Thanks, Patti, for including our "Love" bookmark in your Valentine's Gift Guide.

We appreciate the help sharing our message of love that fuels our work as artists and our lives as your friends, neighbors, and lovers.


Jan 12, 2009

Participating in a World of Good


We made the semifinals in Echoing Green's 2009 Fellowship application process!

We'll be evaluated with 299 other world-changing enterprises. Good luck to our fellow change agents. Together we can transform lives. We might as well. We don't have anything better to do right now.

Jan 9, 2009

A Noble Calling or Just Doing What's Necessary?

I launched this business to transform lives.

I'm not a noble person. I'm a problem-solver.

I solve a problem for the artists by creating a path designed for their optimum achievement. People with disabilities can have a positive impact on our world if the infrastructure that supports that success exists. Well, now it does.

I solve a problem for manufacturers. In a marketplace crammed with lovely goods it's tough to differentiate your lovely product line from the other lovely product line. Art of Possibility® adorned products provide that differentiation.

I solve a problem for retailers. After training a consumer populace to hold out for the lowest possible price we give them a reason to not shave every nanocent off that margin. Because our entire brand concept involves us earning a living, paying full price regains its dignity.

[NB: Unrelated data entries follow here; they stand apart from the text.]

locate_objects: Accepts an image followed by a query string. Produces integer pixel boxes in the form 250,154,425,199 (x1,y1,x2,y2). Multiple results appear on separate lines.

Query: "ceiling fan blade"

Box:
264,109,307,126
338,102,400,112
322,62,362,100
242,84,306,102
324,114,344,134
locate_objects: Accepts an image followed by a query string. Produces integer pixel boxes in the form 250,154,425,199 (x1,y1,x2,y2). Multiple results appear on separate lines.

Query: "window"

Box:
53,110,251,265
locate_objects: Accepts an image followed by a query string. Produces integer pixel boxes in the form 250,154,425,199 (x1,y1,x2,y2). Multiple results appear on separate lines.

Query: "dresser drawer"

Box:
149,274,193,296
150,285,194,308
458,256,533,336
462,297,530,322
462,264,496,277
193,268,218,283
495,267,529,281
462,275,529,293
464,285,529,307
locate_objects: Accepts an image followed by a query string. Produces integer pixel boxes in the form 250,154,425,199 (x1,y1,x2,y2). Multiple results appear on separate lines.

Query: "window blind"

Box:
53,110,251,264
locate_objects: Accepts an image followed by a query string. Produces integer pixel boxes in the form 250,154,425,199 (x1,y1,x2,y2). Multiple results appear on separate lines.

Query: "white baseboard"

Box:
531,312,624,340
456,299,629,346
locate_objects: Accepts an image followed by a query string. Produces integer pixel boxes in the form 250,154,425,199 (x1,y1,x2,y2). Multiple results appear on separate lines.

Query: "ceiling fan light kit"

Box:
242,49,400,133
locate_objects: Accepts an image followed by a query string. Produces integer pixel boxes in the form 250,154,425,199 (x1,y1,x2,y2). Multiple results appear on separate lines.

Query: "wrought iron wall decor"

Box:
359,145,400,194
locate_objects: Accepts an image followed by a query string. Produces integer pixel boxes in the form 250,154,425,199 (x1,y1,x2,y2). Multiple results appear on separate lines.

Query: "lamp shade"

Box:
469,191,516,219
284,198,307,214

I solve a problem for consumers who desperately want their purchases to mean something. By knowing that their purchase directly benefits a physically disabled artist choosing Art of Possibility® products connects those consumers with an important social mission of inclusion and compassion.

Caring is cool.

Jan 6, 2009

Diversity is Leadership

If November 4 proved one thing to me, it's that Diversity is Leadership. Yes, there's a compliance component, but the truly forward thinkers choose outside their comfort zone, stay open in their definitions, and encourage all people to excel. I wish to strengthen gifts and mitigate gaps. I dream big, I hope eternal, I support tirelessly.

Not because I'm noble. Far from it. I'm just solving a problem.